Are constructive characterisations of k-regular (simple) graphs known? By a constructive characterisation I mean a theorem giving a list of base graphs and a list of operations such that every graph in a given class is generated from the base graphs by applying some sequence of these operations and every intermediate graph is also in the class.
For 3-regular graphs I found the paper "Inductive classes of cubic graphs" by V Batagelj in 1981. http://vlado.fmf.uni-lj.si/vlado/papers/cubicEger.pdf
For 4-regular graphs there is a paper in French: "Construction of 4-regular graphs" by Bories and Jolivet in 1983.
I have been unable to find corresponding results for 5-regular graphs or 6-regular graphs or higher. It seems like a quite natural question, so I'd be surprised if nothing was known but I haven't been able to find any references myself.
Are there known constructive characterisations of k-regular (simple) graphs for any integer $k\geq 5$?
If not, can anyone give some intuition for why such results would be hard? Any interesting applications?
 A: It's a good question for someone with a better memory than mine!
There are two papers giving such constructions for regular multigraphs without loops.  One is Ding and Chen, Generating r-regular graphs, Discrete Applied Mathematics 129 (2003) 329–343.  The other is a preprint of Carstens and Steffen, see here ; I don't know if it was published.
Ding and Chen discuss the (much) more difficult case of simple regular graphs, but don't solve it. I don't recall if anyone else did either.
If you just need to generate simple regular graphs of high degree, a program of Markus Meringer is good. I can give it to you if you ask privately (bdm AT cs.anu.edu.au).
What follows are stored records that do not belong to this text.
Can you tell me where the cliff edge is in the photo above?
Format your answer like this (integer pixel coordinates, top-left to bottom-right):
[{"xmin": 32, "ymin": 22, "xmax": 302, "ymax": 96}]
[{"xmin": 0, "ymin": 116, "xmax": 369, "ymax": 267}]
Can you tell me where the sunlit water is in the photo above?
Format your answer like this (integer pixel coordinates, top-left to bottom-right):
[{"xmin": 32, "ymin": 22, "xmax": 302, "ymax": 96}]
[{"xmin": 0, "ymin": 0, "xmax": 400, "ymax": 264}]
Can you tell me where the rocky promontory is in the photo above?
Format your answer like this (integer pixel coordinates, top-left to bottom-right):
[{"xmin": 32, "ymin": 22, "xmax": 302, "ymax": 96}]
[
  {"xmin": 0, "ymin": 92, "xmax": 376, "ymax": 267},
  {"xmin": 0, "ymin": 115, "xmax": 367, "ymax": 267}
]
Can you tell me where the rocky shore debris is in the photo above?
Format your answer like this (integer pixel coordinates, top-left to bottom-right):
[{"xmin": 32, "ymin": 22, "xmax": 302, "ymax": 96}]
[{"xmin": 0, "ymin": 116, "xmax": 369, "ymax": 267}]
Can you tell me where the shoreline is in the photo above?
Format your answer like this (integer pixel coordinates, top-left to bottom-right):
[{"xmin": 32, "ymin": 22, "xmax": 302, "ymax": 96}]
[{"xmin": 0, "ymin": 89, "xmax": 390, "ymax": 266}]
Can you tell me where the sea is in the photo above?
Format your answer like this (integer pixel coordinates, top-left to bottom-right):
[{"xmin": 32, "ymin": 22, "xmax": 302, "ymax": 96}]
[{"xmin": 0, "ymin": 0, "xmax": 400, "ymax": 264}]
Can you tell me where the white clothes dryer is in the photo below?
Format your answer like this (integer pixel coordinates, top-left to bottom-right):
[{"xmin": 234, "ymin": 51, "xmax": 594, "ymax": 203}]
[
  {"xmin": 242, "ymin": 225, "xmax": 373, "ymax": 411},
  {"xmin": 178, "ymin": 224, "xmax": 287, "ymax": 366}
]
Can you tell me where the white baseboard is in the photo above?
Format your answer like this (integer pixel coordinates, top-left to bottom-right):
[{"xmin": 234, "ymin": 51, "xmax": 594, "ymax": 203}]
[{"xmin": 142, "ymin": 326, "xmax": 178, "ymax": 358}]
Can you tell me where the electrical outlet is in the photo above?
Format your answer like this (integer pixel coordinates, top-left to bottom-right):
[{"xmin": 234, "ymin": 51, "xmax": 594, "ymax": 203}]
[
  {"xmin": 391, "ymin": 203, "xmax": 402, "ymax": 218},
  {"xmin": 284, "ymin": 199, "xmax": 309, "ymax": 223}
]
ADDED: The simplest construction operation for simple quartic graphs is to pinch together the middles of two non-adjacent edges to make a new vertex. The irreducible graphs are easy to characterise.  This has been rediscovered a number of times and my student Narjess Afzaly  made a very fast program from it (not published yet).  The same idea, using more edges, can work in principle for any even degree but I don't know if anyone figured out the irreducible graphs for degrees greater than 4.  I think the number of irreducible graphs will explode.